Re: driver development tool

Albert Cahalan (
Mon, 11 Nov 1996 02:32:39 -0500 (EST)

From: Randy Scott <>

>>> 2) access to PCB manufacturing
>>> 10 pieces of a 4-layer PCB cost ~$1200 and need 4 weeks
>>> for processing.
> I have access to simple two-sided PCB manufacturing facilities.
> PCB layout on the other hand is hard to come by...

The PCB layout is no problem. I know someone who can do it with Orcad.

>>> Current dream: a big FPGA connected to ALL the ISA pins, programmable
>>> on the fly by the PC itself; a fast 32-bit micro with very fast comm
>>> ports (ST20450) and a 32-bit bus with a standard 72-pin DRAM SIMM module
>>> (4-16M); 4 RS-232 ports; USB (Universal Serial BUS) controller; MIDI...
>>> Of course not all is needed by everyone, only the FPGA can be mounted
>>> in a minimal version, and it can be a PGA, so no trouble soldering it.
>>> You can easily implement any kind of UART in a reasonabily big chip.
>>> Probable costs (for the user):
>>> development and testing ... $0
>>> FPGA ... $50-$100
>>> PCB ... $1200/n_users
>>> uP(20450) ... $40
>>> uP(56000) ... $0
>>> RAM ... see your local store/get from an old PC
>>> Connectors, glue logic ... $10
>>> Any feedback?
> Hmmm.. I just attempted a project like this for as my "Senior Design
> Project." It failed miserably. Primary reasons: PCB layout software
> is too expensive and possibly difficult to use (this may not be an
> issue if you are sending it somewhere to have done), and designing a
> DRAM/bus controller in an FPGA is a b*tch (really, its no picnic).
> Also, an FPGA that is designed to interface with all of the sh*t (excuse
> me) that have piled on that board is going take HOURS (and hours, and hours)
> to design and test. This project would be difficult enough (IMHO) if
> you just had a pile of 64kx8 DRAM chips and a simple dumb logic circuit.

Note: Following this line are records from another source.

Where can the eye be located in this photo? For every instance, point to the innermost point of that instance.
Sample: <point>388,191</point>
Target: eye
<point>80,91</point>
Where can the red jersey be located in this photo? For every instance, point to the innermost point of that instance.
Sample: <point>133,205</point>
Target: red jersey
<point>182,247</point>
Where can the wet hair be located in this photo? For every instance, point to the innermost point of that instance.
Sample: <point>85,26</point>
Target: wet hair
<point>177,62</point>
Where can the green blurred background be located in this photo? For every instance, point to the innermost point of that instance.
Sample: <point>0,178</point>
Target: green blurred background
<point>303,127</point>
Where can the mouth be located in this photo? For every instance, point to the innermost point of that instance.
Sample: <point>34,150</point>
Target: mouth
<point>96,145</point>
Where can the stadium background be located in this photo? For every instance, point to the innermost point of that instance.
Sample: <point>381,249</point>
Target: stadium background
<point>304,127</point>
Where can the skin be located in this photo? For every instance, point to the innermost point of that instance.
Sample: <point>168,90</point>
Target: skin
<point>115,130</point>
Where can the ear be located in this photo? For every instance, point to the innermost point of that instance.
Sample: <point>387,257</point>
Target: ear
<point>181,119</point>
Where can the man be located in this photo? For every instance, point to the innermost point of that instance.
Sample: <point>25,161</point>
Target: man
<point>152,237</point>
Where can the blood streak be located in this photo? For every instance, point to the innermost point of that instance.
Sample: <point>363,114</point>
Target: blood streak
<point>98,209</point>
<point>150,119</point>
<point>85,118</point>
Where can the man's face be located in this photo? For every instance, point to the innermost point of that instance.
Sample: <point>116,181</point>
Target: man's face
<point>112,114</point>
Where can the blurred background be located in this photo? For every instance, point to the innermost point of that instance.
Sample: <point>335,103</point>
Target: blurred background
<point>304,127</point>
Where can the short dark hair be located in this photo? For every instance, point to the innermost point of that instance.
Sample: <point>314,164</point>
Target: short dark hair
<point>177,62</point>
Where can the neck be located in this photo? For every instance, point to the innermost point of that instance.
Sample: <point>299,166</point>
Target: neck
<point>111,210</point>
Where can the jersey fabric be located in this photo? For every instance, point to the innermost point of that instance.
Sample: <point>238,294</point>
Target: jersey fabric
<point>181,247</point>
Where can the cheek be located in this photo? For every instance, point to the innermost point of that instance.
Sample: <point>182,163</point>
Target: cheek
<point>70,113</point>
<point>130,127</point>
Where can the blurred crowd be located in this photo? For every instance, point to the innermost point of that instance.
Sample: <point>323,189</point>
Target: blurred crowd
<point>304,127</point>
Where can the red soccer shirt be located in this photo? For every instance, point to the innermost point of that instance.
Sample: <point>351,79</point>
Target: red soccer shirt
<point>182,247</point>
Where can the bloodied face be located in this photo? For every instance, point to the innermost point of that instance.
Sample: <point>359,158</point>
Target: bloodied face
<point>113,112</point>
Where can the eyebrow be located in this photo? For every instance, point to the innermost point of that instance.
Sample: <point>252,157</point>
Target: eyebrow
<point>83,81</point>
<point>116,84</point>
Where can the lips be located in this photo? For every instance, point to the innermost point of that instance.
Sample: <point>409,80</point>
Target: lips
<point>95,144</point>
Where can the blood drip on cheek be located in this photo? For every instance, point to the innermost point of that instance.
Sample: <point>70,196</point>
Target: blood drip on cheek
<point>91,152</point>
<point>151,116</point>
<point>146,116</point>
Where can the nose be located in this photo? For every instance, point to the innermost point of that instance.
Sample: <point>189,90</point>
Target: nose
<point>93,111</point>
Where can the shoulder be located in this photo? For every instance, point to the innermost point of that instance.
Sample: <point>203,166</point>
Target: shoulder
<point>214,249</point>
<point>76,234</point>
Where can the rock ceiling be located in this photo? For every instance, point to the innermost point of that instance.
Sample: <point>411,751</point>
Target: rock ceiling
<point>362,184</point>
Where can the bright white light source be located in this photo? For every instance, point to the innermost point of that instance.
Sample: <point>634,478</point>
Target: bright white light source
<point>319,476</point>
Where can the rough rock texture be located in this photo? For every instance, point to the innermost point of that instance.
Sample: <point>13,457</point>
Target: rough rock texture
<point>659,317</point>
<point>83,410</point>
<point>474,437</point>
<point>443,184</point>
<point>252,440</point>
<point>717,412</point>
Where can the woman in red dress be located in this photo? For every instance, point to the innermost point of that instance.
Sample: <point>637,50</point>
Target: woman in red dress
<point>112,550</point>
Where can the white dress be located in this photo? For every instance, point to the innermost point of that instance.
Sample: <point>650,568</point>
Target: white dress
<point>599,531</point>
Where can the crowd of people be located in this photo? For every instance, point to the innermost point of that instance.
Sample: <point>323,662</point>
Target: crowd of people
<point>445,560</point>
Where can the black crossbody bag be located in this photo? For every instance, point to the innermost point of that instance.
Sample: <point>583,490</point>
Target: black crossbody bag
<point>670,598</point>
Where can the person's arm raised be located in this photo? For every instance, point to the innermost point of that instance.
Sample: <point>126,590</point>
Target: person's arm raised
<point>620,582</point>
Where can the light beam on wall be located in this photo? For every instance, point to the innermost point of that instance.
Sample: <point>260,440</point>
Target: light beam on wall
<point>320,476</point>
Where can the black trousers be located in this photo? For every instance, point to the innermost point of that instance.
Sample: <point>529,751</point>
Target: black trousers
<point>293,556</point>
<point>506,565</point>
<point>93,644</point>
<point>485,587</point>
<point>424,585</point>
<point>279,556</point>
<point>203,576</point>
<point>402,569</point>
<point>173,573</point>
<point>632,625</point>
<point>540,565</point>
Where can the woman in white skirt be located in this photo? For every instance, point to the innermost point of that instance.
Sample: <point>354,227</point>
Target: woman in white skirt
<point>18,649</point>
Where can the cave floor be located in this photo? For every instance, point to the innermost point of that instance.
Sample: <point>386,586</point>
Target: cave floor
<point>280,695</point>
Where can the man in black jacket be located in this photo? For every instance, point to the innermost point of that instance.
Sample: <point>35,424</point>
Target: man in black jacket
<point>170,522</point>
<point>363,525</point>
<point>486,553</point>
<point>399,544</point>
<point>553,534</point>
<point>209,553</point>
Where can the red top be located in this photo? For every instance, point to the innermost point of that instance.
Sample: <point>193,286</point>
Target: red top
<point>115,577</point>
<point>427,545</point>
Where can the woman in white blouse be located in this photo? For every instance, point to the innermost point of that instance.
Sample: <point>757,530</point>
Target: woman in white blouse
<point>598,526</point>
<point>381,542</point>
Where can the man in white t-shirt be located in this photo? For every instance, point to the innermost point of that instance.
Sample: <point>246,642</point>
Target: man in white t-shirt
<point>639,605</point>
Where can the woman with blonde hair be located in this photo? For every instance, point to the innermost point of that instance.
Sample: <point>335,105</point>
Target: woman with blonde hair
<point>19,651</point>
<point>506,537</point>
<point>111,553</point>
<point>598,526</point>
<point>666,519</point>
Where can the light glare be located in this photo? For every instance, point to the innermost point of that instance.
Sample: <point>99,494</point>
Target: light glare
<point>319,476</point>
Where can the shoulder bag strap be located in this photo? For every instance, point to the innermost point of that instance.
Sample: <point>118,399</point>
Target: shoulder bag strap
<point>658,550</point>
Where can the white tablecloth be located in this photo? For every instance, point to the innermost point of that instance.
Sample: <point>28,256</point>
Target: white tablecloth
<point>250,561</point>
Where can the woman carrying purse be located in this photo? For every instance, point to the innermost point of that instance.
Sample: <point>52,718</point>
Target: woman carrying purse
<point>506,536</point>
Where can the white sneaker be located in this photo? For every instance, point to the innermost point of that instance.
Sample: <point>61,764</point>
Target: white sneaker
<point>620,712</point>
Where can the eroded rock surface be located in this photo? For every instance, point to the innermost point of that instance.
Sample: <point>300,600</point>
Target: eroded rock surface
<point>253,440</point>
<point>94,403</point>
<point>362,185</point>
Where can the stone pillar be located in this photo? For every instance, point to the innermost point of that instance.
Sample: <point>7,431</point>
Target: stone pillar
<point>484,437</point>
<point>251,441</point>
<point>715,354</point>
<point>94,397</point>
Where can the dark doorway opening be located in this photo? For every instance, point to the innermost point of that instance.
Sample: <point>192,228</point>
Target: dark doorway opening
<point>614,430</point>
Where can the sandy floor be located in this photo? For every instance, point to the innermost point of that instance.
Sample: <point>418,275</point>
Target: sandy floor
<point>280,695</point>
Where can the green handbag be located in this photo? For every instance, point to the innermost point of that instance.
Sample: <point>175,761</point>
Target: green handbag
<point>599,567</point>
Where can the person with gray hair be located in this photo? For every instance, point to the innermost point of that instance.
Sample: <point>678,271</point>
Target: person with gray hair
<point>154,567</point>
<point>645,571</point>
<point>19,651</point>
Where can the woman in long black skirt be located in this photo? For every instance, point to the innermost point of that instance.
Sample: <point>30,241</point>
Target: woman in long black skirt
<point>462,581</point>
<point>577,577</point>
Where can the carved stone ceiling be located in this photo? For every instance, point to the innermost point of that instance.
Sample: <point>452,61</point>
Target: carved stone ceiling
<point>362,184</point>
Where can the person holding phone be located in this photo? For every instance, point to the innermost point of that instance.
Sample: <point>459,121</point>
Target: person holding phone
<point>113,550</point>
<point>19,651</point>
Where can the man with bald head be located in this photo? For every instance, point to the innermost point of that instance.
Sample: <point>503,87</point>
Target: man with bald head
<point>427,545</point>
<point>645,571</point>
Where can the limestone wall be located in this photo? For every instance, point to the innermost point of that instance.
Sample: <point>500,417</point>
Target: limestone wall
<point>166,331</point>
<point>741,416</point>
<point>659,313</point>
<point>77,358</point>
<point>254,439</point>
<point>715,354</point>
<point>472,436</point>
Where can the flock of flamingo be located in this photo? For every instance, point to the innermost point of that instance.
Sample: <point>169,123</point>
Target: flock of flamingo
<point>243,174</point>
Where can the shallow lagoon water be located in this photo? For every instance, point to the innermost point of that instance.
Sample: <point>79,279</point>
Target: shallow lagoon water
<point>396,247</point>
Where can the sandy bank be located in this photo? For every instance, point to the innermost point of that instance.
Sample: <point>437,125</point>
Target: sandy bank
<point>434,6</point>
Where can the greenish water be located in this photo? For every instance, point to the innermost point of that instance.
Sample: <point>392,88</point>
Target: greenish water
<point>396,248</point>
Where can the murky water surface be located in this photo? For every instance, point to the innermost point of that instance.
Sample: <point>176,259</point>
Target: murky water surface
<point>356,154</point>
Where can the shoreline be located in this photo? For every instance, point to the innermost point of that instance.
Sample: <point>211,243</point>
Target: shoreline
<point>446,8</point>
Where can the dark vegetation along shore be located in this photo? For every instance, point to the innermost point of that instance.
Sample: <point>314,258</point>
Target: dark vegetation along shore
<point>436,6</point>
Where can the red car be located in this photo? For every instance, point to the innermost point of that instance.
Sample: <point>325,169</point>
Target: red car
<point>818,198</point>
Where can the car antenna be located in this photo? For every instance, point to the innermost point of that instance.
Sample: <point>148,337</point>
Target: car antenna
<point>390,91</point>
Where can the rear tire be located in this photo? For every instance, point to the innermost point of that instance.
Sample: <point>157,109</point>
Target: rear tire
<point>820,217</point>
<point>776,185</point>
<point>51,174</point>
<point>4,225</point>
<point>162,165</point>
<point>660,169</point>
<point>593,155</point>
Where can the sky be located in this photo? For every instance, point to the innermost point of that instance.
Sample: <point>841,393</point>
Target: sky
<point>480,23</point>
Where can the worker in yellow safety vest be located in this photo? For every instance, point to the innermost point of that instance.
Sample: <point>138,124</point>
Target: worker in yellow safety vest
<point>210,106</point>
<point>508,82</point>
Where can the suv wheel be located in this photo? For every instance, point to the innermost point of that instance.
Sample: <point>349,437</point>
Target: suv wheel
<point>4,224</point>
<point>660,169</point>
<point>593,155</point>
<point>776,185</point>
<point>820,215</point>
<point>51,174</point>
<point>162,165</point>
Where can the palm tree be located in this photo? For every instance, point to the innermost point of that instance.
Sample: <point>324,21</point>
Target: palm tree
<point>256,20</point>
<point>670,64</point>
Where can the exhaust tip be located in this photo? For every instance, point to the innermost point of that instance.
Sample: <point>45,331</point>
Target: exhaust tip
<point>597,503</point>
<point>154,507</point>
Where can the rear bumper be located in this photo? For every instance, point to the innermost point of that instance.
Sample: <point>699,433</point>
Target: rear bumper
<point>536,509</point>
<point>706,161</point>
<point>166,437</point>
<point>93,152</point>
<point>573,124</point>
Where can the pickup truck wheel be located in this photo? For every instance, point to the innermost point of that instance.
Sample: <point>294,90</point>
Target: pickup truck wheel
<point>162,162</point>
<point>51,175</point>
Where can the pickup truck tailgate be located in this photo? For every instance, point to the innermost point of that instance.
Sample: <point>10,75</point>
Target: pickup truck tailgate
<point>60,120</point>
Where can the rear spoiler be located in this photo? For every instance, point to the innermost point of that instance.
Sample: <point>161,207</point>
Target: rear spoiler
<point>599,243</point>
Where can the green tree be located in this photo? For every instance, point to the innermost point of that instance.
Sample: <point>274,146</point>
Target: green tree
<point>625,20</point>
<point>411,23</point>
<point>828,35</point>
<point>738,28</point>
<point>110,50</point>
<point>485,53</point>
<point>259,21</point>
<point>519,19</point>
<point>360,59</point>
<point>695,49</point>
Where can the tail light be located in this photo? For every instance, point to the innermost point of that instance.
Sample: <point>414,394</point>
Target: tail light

That is not a problem, because an experienced hardware designer
(not me!) will design the board. The only serious problem would
be assembly. The PCB design will be donated. PCB manufacture is
troublesome, but 4-layer boards can be built if enough people
are interested.

If you want a board, all you need to do is:
Request it.
Wait for the design.
Pay for the PCB & misc. parts (about $200 I guess)
Get some RAM.
Solder the board.

That assumes enough people want boards.